Musunuru monitorou a infusão de duas horas, sentindo-se, segundo ele, “tanto animado quanto aterrorizado”.
KJ dormiu durante todo o tempo.
Em duas semanas, KJ conseguiu ingerir tanta proteína quanto um bebê saudável. Mas ele ainda precisava da medicação para remover a amônia do sangue — um sinal de que o editor genético ainda não havia corrigido o DNA de todas as células afetadas.
Os médicos lhe deram uma segunda dose 22 dias depois.

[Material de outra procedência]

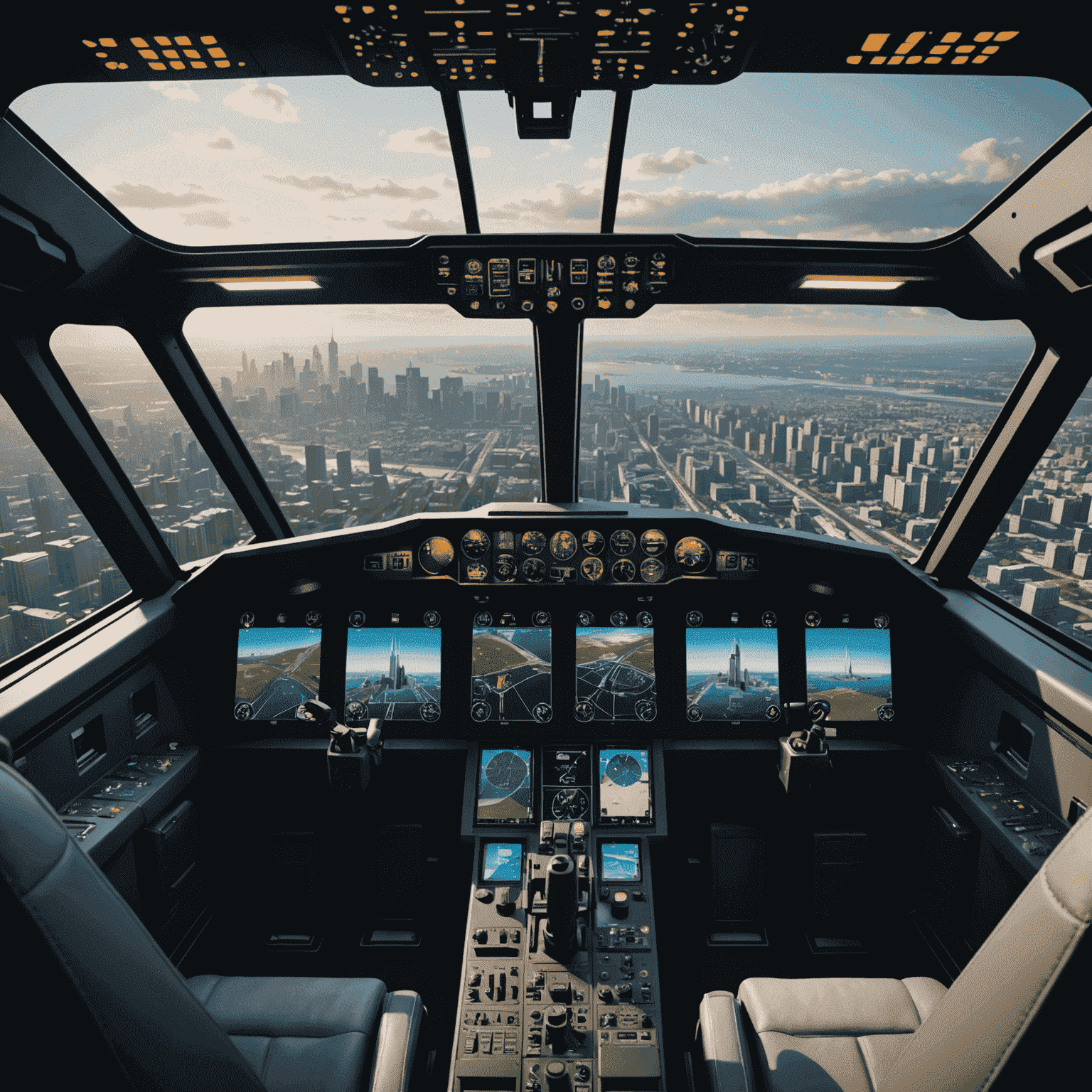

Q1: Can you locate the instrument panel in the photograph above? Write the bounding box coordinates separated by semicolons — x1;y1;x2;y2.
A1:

Eles conseguiram reduzir a dose da medicação pela metade. Ele teve algumas doenças virais nesse período, o que normalmente teria provocado picos assustadores em seus níveis de amônia. Mas, disse Rebecca, “ele superou tudo”.
Dez dias atrás, a equipe deu uma terceira dose a KJ.
É muito cedo para saber se ele pode parar de tomar a medicação, mas a dosagem foi bastante reduzida. E ele está bem o suficiente para que a equipe comece a planejar sua alta hospitalar. Ele está atingindo marcos de desenvolvimento e seu peso está agora no percentil 40 para sua idade, mas os médicos ainda não sabem se ele será poupado de um transplante de fígado.
Os pesquisadores enfatizaram o papel que o financiamento governamental desempenhou no desenvolvimento, e todos que trabalharam para salvar KJ ficaram orgulhosos, disse Urnov.
“Todos nós dissemos uns aos outros: ‘Esta é a coisa mais significativa que já fizemos’.”